Parks & Cemetery Division

Keney Park Golf Course

Overview

**Parks Contact info phone# 860-757-4961**
**Cemeteries Contact info phone# 860-757-4951**

 

Parks Division Overview

The Parks Division is responsible for maintaining the City of Hartford’s vast system of parks, fields, cemeteries, and trees, which provide a vibrant array of recreational activities and improved quality of life for the residents of Hartford and visitors. The parks division maintains 37 parks, and 2,300 acres of park land.

These functions include:

  • Maintenance including lawn mowing, litter collection, vegetative plantings and athletic field preparation. 
  • Maintenance of horticultural medians, Elizabeth park green house, 70 athletic fields and 5 cemeteries.
  • Maintenance of 20,000 street trees as well as forestry management of trees in parks and recreational areas.
  • Permits and reservations for use of parks, athletic fields, weddings and events.
  • Coordination and park preparation/cleaning for approximately 275 annual special events. Including the popular Hartford Jazz Festival and the Red Dress Run for Women.
  • Burials in 4 active cemeteries (including Soldier’s Field), burial listings, and cemetery archives.
  • Snow and ice removal from city building sidewalks and parking lots, day cares, recreational centers and park sidewalks.

City of Hartford Parks and Parkettes

Hartford parks and open spaces serve as valuable amenities for the City’s residents, businesses, regional visitors, and tourists from abroad. The multifaceted benefits of Hartford’s parks include a range of recreational fields for organized sports, scenic pathways for bicyclists and pedestrians, swimming pools, boat launches, equestrian trails, golf courses, playscapes for children, gardening, and other healthy opportunities for social interaction.

Hartford has 46 parks and parkettes, plus five cemeteries, totaling 2,259.5 acres.

Hartford’s facilities range from large parks like Bushnell, Pope, Keney, Colt and Goodwin to small neighborhood parks and greens like Campfield Green and Franklin Square Park.

Hartford Parks system is of great historic significance to the evolution of American public parks. Pioneering landscape architect Frederick Law Olmsted was a native of the city and his firm played a key role in planning Hartford’s park system. Six of Hartford’s parks are on the National Register of Historic Places: Bushnell Park, Keney Park, Colt Park, Elizabeth Park, Sigourney Park, and Charter Oak Landing.
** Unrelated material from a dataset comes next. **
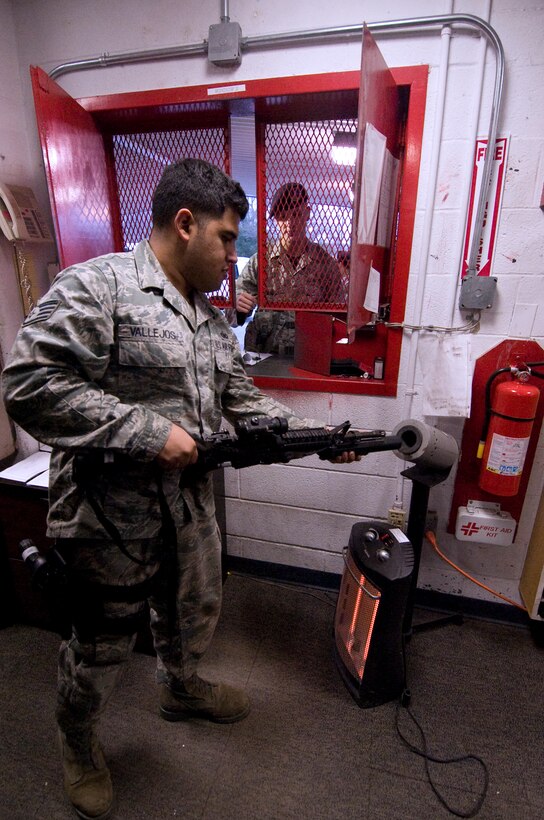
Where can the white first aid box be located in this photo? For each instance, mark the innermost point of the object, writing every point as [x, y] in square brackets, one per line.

Hartford is blessed with the nation’s first publicly-funded municipal park, Bushnell Park (1854), as well as America’s the first municipal rose garden in Elizabeth Park.

The Park and Recreation Advisory Commission

Consists up to twenty-one members. These members include representatives of the active friends of parks groups and the remaining members are nominated by the Mayor and subject to approval by the Council on an at-large basis without regard to the neighborhood in which they reside. It provides input and feedback concerning the use of parks by the general public, park management, and park policies and recreation program formulation to the Director of Families, Children, Youth, and Recreation. It is to have working relationships with schools, community and civic organizations and provide the general public with information and education as regards recreation and park maintenance. The Commission serves as the contact point for the public to express their opinions and requests relative to recreational programming in Hartford. The commission meets the last Tuesday of every month. These meetings are open to the public.